You see, first announced way back in 1999 for the original PlayStation, Too Human spent an astronomical 10 years in development. It saw the PlayStations 1, 2 and 3 come and go before finally finding a home on the Xbox 360. And that’s a lot of cover art redesign. Think of all that printer ink they used! The more I dwell on it, the more 60 million dollars actually sounds about right.

The game itself was a distinctly mediocre experience, comparable to a cybernetic version of Diablo, if Diablo were terrible. You run around, hacking and shooting, looking for loot drops with which to upgrade your hacking and shooting equipment.  And then… umm… no, that’s it.

Crysis 3 – 2013

Estimated cost: $66,000,000

When it first entered the fray – with its tech requirements so high that only people with an IBM loyalty card could run it - Crysis was instantly divisive. Sure, it looked like nothing you’d ever even dared to dream about before, but was it actually that good of a game? Were graphics everything? Were they not remotely important? Either way, the benchmark had been set, and “can it run Crysis?” entered the lexicon for everyone measuring the power of their computer.

Then, shock of all horrors, it came to the console market with its sequels. Could the Xbox 360 run Crysis 3? Well, as it turned out, not really. It was buggy and more than rough around the edges, and the PC master race were furious that their game had to be dumbed down for the casual console crew.

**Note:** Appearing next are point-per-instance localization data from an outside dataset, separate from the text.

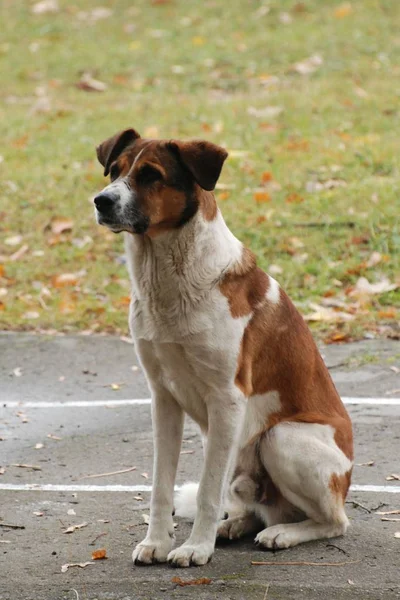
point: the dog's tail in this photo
(185, 501)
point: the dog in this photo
(220, 340)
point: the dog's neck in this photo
(191, 258)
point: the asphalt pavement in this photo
(68, 425)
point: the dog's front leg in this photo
(167, 417)
(224, 426)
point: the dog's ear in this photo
(203, 159)
(111, 148)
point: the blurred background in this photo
(304, 95)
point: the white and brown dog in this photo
(219, 340)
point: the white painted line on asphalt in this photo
(49, 487)
(77, 403)
(379, 401)
(142, 401)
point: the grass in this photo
(194, 69)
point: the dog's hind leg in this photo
(313, 474)
(167, 418)
(222, 440)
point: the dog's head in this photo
(156, 185)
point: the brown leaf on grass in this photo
(344, 10)
(309, 65)
(58, 225)
(322, 313)
(72, 528)
(64, 279)
(13, 240)
(99, 554)
(338, 337)
(364, 288)
(262, 197)
(200, 581)
(87, 83)
(294, 198)
(20, 142)
(65, 567)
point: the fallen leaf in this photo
(109, 474)
(344, 10)
(19, 253)
(72, 528)
(200, 581)
(294, 198)
(268, 112)
(13, 240)
(23, 466)
(374, 259)
(261, 197)
(309, 65)
(65, 567)
(388, 512)
(88, 83)
(364, 288)
(323, 313)
(58, 225)
(393, 477)
(99, 554)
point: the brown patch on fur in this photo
(208, 204)
(339, 484)
(245, 285)
(278, 353)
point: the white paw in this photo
(149, 552)
(233, 529)
(190, 554)
(277, 536)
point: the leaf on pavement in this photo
(72, 528)
(200, 581)
(99, 554)
(65, 567)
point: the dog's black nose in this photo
(104, 202)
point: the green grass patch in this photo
(318, 150)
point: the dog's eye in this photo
(148, 174)
(114, 172)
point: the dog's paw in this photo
(277, 537)
(149, 552)
(234, 528)
(189, 555)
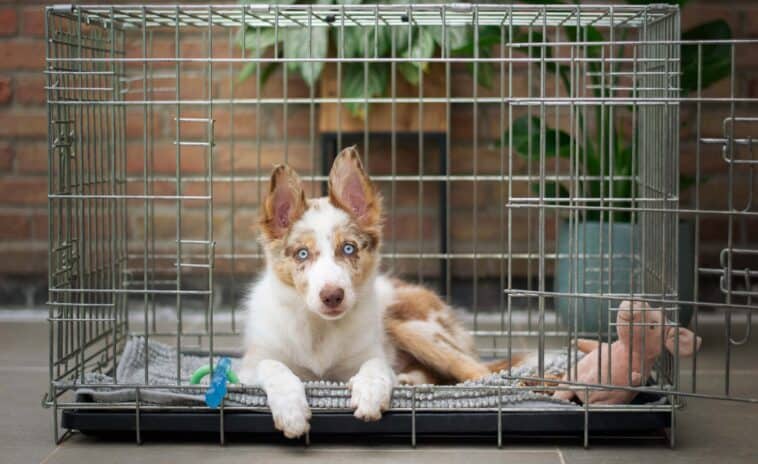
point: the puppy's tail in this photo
(503, 364)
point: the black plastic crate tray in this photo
(392, 424)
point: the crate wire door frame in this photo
(158, 157)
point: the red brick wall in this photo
(23, 152)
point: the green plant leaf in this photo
(355, 85)
(421, 47)
(526, 135)
(716, 60)
(296, 45)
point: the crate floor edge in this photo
(393, 423)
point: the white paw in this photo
(246, 376)
(290, 412)
(369, 396)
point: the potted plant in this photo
(579, 242)
(361, 79)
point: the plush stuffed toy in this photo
(629, 326)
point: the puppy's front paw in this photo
(290, 412)
(369, 396)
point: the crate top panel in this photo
(451, 14)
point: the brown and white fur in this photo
(322, 310)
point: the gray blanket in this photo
(162, 361)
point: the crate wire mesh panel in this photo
(547, 193)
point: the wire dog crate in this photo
(530, 158)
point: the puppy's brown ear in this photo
(284, 203)
(351, 189)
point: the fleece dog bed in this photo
(162, 361)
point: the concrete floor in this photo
(709, 431)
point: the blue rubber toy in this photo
(217, 388)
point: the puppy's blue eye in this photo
(348, 248)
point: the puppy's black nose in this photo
(332, 296)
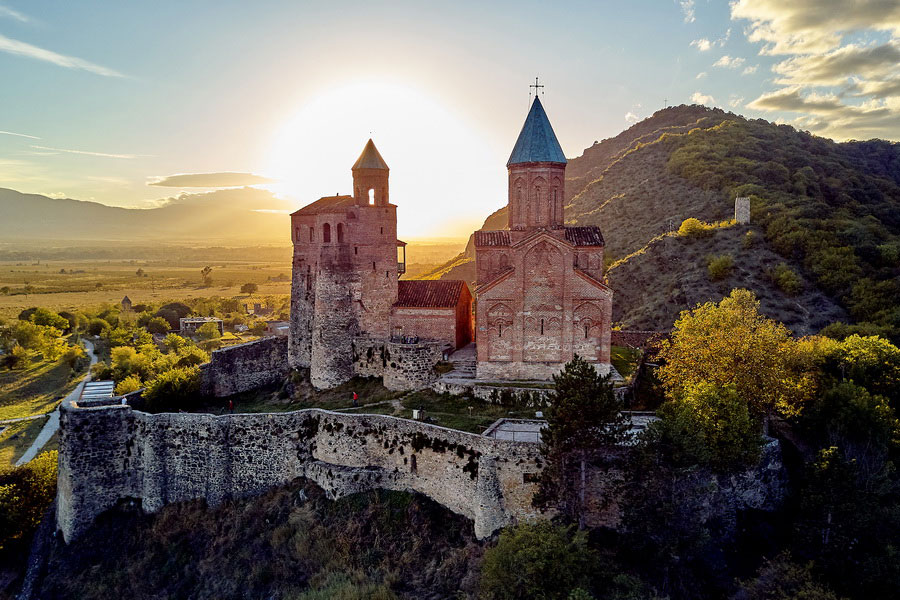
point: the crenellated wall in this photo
(112, 453)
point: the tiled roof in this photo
(370, 158)
(491, 238)
(420, 293)
(584, 236)
(537, 142)
(327, 204)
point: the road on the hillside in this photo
(52, 423)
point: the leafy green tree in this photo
(157, 325)
(583, 417)
(542, 561)
(209, 331)
(710, 426)
(25, 494)
(174, 389)
(730, 343)
(783, 579)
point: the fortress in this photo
(540, 290)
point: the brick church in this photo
(541, 295)
(540, 291)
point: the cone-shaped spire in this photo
(370, 158)
(537, 142)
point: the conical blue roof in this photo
(537, 142)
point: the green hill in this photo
(830, 212)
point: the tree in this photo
(730, 343)
(157, 325)
(206, 273)
(209, 331)
(175, 389)
(583, 417)
(710, 426)
(539, 560)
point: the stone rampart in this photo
(114, 453)
(245, 367)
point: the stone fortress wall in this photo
(113, 453)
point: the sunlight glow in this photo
(444, 178)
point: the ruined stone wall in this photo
(113, 453)
(245, 367)
(411, 366)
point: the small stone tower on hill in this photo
(345, 273)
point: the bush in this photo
(132, 383)
(719, 267)
(25, 494)
(540, 560)
(172, 390)
(786, 280)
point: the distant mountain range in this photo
(830, 212)
(229, 216)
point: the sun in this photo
(437, 159)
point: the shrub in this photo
(173, 389)
(539, 560)
(25, 494)
(787, 280)
(132, 383)
(719, 267)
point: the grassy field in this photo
(15, 439)
(34, 390)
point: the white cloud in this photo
(33, 137)
(807, 26)
(23, 49)
(702, 44)
(87, 153)
(728, 62)
(700, 98)
(5, 11)
(687, 8)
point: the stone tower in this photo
(537, 173)
(344, 273)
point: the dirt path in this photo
(52, 423)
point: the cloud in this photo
(23, 49)
(86, 153)
(700, 98)
(5, 11)
(836, 67)
(212, 180)
(728, 62)
(809, 26)
(687, 8)
(702, 44)
(31, 137)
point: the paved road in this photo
(52, 424)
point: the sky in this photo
(131, 103)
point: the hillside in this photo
(229, 216)
(830, 212)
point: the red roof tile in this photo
(421, 293)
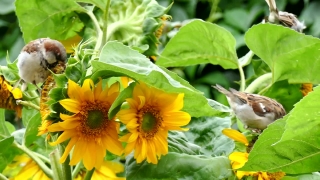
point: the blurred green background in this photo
(237, 16)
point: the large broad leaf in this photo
(180, 166)
(55, 19)
(289, 54)
(291, 145)
(207, 133)
(117, 59)
(200, 42)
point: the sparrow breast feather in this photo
(256, 112)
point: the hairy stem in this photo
(242, 78)
(105, 25)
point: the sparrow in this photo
(254, 111)
(284, 18)
(37, 58)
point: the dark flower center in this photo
(95, 119)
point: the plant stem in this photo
(29, 104)
(98, 30)
(66, 168)
(76, 170)
(105, 25)
(89, 174)
(242, 78)
(257, 82)
(36, 159)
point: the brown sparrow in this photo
(37, 57)
(256, 112)
(283, 18)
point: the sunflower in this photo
(238, 159)
(108, 170)
(90, 131)
(152, 113)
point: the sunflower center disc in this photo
(148, 122)
(95, 119)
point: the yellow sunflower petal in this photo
(63, 137)
(151, 154)
(78, 151)
(114, 88)
(55, 127)
(235, 135)
(68, 149)
(88, 88)
(88, 158)
(70, 105)
(114, 146)
(240, 158)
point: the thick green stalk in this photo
(242, 78)
(258, 82)
(66, 168)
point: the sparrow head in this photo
(38, 57)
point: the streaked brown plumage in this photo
(255, 111)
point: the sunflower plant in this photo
(119, 109)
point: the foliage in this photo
(114, 39)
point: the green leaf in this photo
(200, 42)
(207, 133)
(74, 72)
(27, 114)
(286, 52)
(119, 60)
(263, 156)
(232, 17)
(5, 144)
(7, 152)
(285, 93)
(290, 144)
(180, 166)
(31, 132)
(55, 19)
(4, 132)
(99, 3)
(115, 107)
(178, 142)
(7, 6)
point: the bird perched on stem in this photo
(255, 112)
(284, 18)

Still, millionaire PC owners could max out the graphical settings if they so desired (which they absolutely did) and only then did that 66 million dollars worth of creation start to reveal itself. The overrun, I Am Legend-style New York looked sensational, and it probably would have fared better if it had simply remained nothing more than a kind of virtual art installation. The idiotic aliens ruined it, as is so often the case in life.

Disney Infinity – 2013

Estimated cost: $100,000,000

Disney Infinity opens like a multi-million dollar game. It’s really quite beautiful to behold, and captures that “magic” of Disney perfectly. I mean, if you’re into that kind of thing. It’s not long before it peters out though, and you’re left with nothing but an interactive pat on the back for the people that made the original films.

What do you do then? Well, you inhabit various characters from teeth-shatteringly cute Disney/Pixar films, and just go around admiring all the references to the films. That really is it – and I, for one, can’t get enough! I hope they monetize it by releasing DLC packs for future film releases!

In some respects it’s utterly baffling to see how this game cost 100 million dollars (!), because it’s just some run-of-the-mill platformer, no different to Spyro The Dragon or some other fluffy kids dross. Maybe developer Avalance Software had to buy the characters from Pixar individually, for like 5 million each. And if you’re sitting there thinking “Pixar?? How could they create something that’s terrible? They’re geniuses!”, then all I have to say to you in return is Cars 2.